The Java implementation of Zab roughly follows Algorithms 1, 2, and 3. Several optimizations were added to the source code, which make the actual implementation look significantly different from what we have seen in the previous section [original paper]. In particular, the default leader election algorithm for Phase 0 is tightly coupled with the implementation of Phase 1.
This algorithm is known as Fast Leader Election (FLE) and attempts to minimize state transfers on leader election by electing the peer with the most up-to-date history. As a consequence, there ends up being no clear distinction between phases 1 and 2 of the protocol, so these are conceptually grouped together into what is called the recovery phase which comes right after phase 0 (FLE) and makes the assumption that the leader has the latest history in the quorum. The revised recovery phase works as follows:
- When the leader receives a FOLLOWERINFO message from a follower, it sends a NEWLEADER response with the leader’s most recent transaction id.
-
The leader then sends one of three messages: SNAP, DIFF, or TRUNC, intended to synchronize state between the leader and the follower. If the client is too out of date, a SNAP message with a complete snapshot of the state will be sent. If the client is only a little bit out of date, a DIFF message will be sent with just the state the client is missing.
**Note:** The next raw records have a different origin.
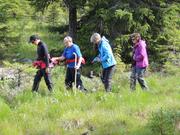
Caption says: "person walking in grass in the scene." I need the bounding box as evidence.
[130,33,148,91]
[52,36,86,92]
[90,33,116,92]
[29,35,53,92]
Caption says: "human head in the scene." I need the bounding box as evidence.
[130,33,141,44]
[90,33,101,45]
[64,36,73,47]
[29,35,40,45]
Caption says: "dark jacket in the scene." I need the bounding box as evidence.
[37,41,49,67]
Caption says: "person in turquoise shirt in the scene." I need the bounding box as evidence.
[52,36,87,92]
[90,33,116,92]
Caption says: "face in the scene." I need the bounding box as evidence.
[64,40,72,47]
[131,37,138,44]
[93,39,99,45]
[31,39,39,45]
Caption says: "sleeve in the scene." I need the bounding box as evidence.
[135,45,146,62]
[61,48,66,58]
[43,45,49,67]
[75,46,82,58]
[101,44,111,62]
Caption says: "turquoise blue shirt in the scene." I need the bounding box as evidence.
[62,44,82,68]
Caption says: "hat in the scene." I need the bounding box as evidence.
[29,35,39,43]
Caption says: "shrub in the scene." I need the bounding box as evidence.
[148,108,180,135]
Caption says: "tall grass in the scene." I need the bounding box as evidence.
[0,64,180,135]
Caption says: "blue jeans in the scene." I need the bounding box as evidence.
[130,66,148,90]
[101,65,115,92]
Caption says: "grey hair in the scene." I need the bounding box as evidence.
[64,36,73,42]
[90,33,101,43]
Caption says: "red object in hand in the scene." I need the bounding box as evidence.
[66,58,86,65]
[33,60,46,69]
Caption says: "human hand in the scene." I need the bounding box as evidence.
[75,64,80,69]
[92,57,101,63]
[45,68,49,74]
If the client is ahead of the the leader though, a TRUNC message is sent.
- When a follower recieves the NEWLEADER message, it checks to see that it has a higher epoch number than the follower’s own – and transitions to the election state to execute phase 0 if it does not.
- When a follower receives SNAP it copies the snapshot to its database and commits the changes. If it receives DIFF it accepts all proposals in the diff and commits the changes. If the follower has received TRUNC however (with a transaction id), it aborts all proposals it knows of from the TRUNC id onwards.
-
Following the processing of SNAP, DIFF, or TRUNC, the follower sends back a new leader acknowledgement.
-
Once the leader has a quorum of acknowledgements the protocol transitions to phase 3.
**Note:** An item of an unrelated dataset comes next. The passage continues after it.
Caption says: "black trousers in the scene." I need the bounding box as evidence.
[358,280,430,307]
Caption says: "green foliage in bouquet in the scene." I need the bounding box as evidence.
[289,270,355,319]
The purpose of this synchronization is to keep the replicas in a mutually consistent state. In order to do so, committed transactions in any replica must be committed in all other replicas, in the same order. Furthermore, proposed transactions that should not be committed anymore must be abandoned so that no peer commits them. Messages SNAP and DIFF take care of the former case, while TRUNC is responsible for the latter.
Let us know turn our attention to the FLE protocol itself.
In FLE, peers in the election state vote for other peers for the purpose of electing a leader with the latest history. Peers exchange notifications about their votes, and they update their own vote when a peer with more recent history is discovered. A local execution of FLE will terminate returning a vote for a single peer and then transition to Recovery Phase. If the vote was for the peer itself, it shifts to state leading (and following itself), otherwise it goes to state following.
“Some problems have emerged from the implemented protocol due to differences from the designed protocol…” Two of these are described, one related to a looping behaviour where the system can get stuck bouncing between FLE and Recovery phases, and one relating to the way proposal are abandoned on receipt of a TRUNC message.
Getting these protocols right is hard. We have previously seen how Amazon and Google use formal techniques to uncover deep bugs in distributed systems. In “SAMC: Semantic-Aware Model Checking for Fast Discovery of Deep Bugs in Cloud Systems,” Leesatapornwongsa et al. describe a very promising technique that found a number of known-to-exist deep bugs in ZooKeeper, and also some new ones (as well as in YARN and in Cassandra). We’ll take a look at that work in a future edition of The Morning Paper.